Additional Information.
- We aren't using ROS2 via workspaces... As rclcpp is basically a c++ project, and ament_cmake is cmake with tricks, check repro steps how we pulled in ros libs into the project
- You'll see from the example code section that this issue is very baffling. Crash varies depending on some code we shouldn't even hit and how much we "uncomment" from the original codebase (investigation steps randomly showed us this)
- We do have another project which uses different libs + adds other business logic before the common codebase and rclcpp::Node constructs perfectly there : no error, no crash.
- In this failing project we do use asio, see debug_deadlocked.txt attachment below as to why this might be relevant(?)
Steps to reproduce issue
CMake commands to include rclcpp
project("dummy")
#... Random libs we would use normally
find_package(rclcpp CONFIG REQUIRED)
ament_target_dependencies(${PROJECT_NAME} PUBLIC rclcpp)
Source c++ code reduced to smallest example
#include <rclcpp/rclcpp.hpp>
int main(int argc, char** argv)
{
rclcpp::init(argc, argv);
rclcpp::Node some_node("TEST_SEGFAULT"); ///< [1]*
rclcpp::shutdown();
return 0; ///< note we aren't even executing any code below this anyway
/*
* Commented out code ///< This is relevant [2]*
*/
}
[1] Causes many things including:
- the segfault if i leave the codebase as is ( no commenting out )

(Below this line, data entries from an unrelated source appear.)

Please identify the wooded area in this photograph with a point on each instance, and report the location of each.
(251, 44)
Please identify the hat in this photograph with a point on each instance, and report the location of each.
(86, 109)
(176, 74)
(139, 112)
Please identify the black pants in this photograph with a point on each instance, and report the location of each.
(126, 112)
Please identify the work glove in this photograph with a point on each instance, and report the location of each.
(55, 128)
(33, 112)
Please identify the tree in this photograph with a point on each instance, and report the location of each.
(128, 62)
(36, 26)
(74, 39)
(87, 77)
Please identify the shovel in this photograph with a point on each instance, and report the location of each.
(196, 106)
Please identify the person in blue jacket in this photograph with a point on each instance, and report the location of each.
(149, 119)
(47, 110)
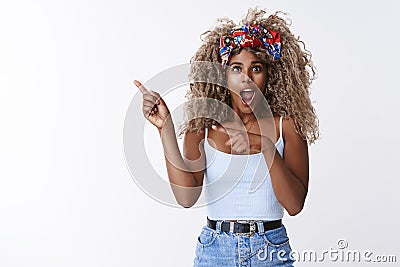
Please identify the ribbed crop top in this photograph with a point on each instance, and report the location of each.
(238, 187)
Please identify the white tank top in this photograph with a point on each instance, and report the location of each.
(238, 187)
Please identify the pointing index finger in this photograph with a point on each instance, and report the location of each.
(141, 87)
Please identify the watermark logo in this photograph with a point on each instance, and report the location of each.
(341, 253)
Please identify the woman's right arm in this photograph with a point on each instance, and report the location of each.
(184, 173)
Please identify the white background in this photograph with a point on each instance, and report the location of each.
(66, 72)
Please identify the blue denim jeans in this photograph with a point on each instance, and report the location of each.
(265, 248)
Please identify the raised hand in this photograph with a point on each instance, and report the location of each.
(154, 108)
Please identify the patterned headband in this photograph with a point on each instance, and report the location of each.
(250, 36)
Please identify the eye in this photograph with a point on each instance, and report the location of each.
(236, 68)
(257, 68)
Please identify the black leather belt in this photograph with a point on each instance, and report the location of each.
(249, 227)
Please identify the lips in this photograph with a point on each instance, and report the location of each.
(247, 96)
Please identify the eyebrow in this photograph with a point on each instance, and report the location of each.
(253, 62)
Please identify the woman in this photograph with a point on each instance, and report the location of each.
(259, 133)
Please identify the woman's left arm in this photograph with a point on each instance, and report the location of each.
(289, 175)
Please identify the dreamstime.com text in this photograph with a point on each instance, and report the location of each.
(339, 254)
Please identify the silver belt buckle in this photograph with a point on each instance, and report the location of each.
(252, 227)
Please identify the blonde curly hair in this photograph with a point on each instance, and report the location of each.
(288, 78)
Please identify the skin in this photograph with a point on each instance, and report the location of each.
(289, 175)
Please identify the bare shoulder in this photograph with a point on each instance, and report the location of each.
(193, 154)
(289, 131)
(193, 144)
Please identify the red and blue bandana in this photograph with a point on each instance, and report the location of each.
(250, 36)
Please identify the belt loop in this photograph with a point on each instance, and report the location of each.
(260, 226)
(218, 226)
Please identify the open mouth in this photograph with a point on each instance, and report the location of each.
(247, 96)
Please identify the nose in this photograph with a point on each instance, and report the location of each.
(245, 78)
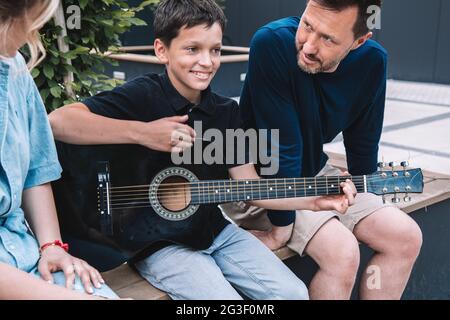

- If I comment the whole code out at [2] out i can observe this error thrown from within Node(string) constructor: exception_unwind.txt
- If I leave some code of the original logic uncommented (some basic things like logging in a separate function, calling that fn, asio(!) threading etc ) [1] seemingly deadlocks, here's the callstack for that when i inpest it via debugger: debug_deadlocked.txt
[2] is project related code. Segfault only happens in this project (as mentioned in additional inform.: we do have another project structured differently, where this doesn't fail.. at all)
Expected behavior
Out-of-the-box installed ros2 foxy works well... out-of-the-box...
Actual behavior
Callstack of the original segfault: callstack.txt
We aren't using ROS2 via workspaces
can you use ROS 2 colcon workspace to see if this problem is reproducible? at least, i do not meet anything like this.
We can certainly try it with workspaces but 1) it wouldn't solve our problem in the long run, 2) Looking at the weird behavior with the commented out "dead" code after the return 0; I wouldn't expect this to be reproducible for anyone just by copy-pasting the ros code snippet.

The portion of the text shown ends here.